Oscar es otro de los papás que pone el hombro: se encarga de la difusión del proyecto en las redes sociales. Es venezolano y llegó con su familia desde Caracas, escapando de las penurias económicas que atraviesa su país. En San Telmo se gana la vida en un supermercado y vendiendo suculentas cachapas, un plato primo hermano de las arepas. Sus hijos Luis y Vicente son duchos en el manejo de la viola y el violonchelo. En su tierra natal dieron los primeros pasos musicales en el ejemplar Sistema Nacional de Orquestas y Coros Juveniles e Infantiles de Venezuela: «Allá es una política de Estado explica, que les sacó ese privilegio a las grandes élites. Sea en un barrio pobre o alejado, usted va a encontrar una orquesta.

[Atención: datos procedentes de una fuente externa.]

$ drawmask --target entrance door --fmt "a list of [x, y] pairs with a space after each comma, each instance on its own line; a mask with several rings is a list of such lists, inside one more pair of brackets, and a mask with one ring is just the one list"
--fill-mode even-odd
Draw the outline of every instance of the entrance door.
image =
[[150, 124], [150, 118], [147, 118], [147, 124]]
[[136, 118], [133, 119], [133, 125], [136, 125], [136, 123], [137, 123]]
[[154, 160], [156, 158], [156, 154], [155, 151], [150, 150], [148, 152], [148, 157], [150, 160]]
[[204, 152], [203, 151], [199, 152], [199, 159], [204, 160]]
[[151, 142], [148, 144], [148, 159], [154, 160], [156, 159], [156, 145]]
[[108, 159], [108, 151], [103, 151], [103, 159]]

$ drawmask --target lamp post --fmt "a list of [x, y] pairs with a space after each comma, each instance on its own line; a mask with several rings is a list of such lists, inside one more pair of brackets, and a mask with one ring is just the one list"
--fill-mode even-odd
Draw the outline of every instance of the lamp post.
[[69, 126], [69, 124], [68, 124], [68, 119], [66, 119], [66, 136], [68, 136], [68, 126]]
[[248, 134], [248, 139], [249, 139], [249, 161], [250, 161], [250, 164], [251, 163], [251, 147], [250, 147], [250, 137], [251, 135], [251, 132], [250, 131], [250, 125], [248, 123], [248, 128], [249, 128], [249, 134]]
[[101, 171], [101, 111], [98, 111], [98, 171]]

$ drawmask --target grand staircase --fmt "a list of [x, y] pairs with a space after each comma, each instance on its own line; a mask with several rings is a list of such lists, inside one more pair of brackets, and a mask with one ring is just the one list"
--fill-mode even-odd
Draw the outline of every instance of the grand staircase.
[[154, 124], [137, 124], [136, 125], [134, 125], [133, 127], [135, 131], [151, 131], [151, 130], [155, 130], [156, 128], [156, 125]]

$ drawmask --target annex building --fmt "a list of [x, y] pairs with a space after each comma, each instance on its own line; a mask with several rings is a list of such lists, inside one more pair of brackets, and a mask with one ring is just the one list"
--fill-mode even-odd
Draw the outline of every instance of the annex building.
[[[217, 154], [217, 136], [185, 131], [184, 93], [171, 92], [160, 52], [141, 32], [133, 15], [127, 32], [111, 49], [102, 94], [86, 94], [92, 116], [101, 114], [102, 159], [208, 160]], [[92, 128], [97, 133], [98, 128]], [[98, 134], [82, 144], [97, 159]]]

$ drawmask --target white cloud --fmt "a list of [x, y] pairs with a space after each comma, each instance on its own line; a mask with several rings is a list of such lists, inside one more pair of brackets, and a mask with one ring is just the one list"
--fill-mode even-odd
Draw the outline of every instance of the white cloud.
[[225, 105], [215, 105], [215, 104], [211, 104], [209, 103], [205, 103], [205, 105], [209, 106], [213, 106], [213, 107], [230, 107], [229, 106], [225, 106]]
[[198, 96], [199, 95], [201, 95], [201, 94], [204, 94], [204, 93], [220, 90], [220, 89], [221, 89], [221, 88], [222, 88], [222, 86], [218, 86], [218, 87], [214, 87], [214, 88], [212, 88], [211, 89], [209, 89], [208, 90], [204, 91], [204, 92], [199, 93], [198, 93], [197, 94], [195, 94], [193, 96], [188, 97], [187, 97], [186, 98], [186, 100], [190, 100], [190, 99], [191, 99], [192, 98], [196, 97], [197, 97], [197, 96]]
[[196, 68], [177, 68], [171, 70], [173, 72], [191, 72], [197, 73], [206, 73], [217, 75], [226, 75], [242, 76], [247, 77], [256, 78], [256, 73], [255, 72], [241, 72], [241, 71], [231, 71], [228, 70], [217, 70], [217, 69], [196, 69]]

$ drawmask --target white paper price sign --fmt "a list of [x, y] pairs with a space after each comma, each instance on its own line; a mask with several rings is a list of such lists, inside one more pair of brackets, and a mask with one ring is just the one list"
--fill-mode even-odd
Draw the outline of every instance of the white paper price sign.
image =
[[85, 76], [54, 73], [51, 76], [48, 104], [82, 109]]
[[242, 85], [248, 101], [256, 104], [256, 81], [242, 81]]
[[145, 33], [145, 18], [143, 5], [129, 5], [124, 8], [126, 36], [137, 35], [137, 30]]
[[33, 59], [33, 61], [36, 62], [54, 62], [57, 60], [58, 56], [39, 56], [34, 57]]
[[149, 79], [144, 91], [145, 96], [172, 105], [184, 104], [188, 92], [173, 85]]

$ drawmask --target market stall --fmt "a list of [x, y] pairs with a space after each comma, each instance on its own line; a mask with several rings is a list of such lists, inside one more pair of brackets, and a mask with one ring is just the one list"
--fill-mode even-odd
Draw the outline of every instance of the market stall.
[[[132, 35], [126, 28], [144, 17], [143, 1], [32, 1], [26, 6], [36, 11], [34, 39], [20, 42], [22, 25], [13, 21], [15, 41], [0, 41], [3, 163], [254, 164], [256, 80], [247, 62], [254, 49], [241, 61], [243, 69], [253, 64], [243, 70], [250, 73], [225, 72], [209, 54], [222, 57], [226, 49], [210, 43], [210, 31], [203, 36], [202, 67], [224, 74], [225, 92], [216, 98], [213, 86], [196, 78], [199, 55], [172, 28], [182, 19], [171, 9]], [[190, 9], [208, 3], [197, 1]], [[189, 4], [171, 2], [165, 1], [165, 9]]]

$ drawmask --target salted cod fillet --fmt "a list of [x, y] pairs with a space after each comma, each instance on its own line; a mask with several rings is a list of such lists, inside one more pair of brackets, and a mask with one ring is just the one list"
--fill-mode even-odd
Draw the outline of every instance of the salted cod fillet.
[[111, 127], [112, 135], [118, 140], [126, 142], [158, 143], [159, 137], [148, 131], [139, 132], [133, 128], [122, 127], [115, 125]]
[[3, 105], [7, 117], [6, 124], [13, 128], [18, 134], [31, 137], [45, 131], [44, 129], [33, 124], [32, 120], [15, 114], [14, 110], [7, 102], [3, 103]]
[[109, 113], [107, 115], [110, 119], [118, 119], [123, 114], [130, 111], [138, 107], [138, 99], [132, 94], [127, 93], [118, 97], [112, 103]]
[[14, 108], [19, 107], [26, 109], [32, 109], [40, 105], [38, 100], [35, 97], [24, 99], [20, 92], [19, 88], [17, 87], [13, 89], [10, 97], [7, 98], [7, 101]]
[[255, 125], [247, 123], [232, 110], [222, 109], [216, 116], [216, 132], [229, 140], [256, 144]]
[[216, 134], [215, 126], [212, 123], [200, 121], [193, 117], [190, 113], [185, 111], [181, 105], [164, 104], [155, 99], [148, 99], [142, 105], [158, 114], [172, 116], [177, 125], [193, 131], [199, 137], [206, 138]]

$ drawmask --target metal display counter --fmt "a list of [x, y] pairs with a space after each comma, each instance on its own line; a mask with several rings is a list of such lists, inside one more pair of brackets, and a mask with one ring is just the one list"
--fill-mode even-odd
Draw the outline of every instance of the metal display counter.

De alguna manera, creo que este proyecto sigue ese camino. Entender que la música es una alternativa para los chicos, que abre mundos nuevos. Pero además, esta orquesta es como una gran familia».
En la sala de ensayo suena la melodía gitana de «Minor Swing». Chiara sigue atenta las instrucciones de la directora y en el momento justo ejecuta con parsimonia en su chelo la pieza del eterno Django Reinhardt. Cuenta que en la orquesta aprendió mil secretos de su instrumento, pero sobre todo, dice, entendió el valor de la amistad. Del variopinto repertorio que practica codo a codo con sus amigos no elige algún clásico del rock nacional, ni del folklore latinoamericano o la cumbia. Se queda con «Libertango», de Piazzolla: «Es un ritmo complicado, pero me gustan los desafíos. Cuando lo tocamos siento que floto y algo me late en el pecho. Para mí eso es la música. Algo que no se puede explicar con palabras». «
Bicentenario vaciado
Mientras avanzan iniciativas como la de la orquesta de San Telmo, el abordaje oficial de la música como herramienta inclusiva pasa por una grave crisis. A fines de abril de 2016, Claudio Espector, coordinador de Orquestas y Coros Infantiles y Juveniles para el Bicentenario, fue desvinculado del programa creado en 2008 por decisión de las autoridades del Ministerio de Educación de la Nación que entonces conducía Esteban Bullrich. Su salida y la de su equipo fue un gran golpe para el programa que acercaba educación musical gratuita a 20 mil chicos de barrios vulnerables de todo el país, agrupados en 161 coros y 140 orquestas, y que fue descentralizado, transferido a las provincias. Desde entonces se suspendieron actividades, giras y presentaciones, se recortaron los contratos del cuerpo docente y se redujo la cantidad de instrumentos puestos a disposición de los chicos.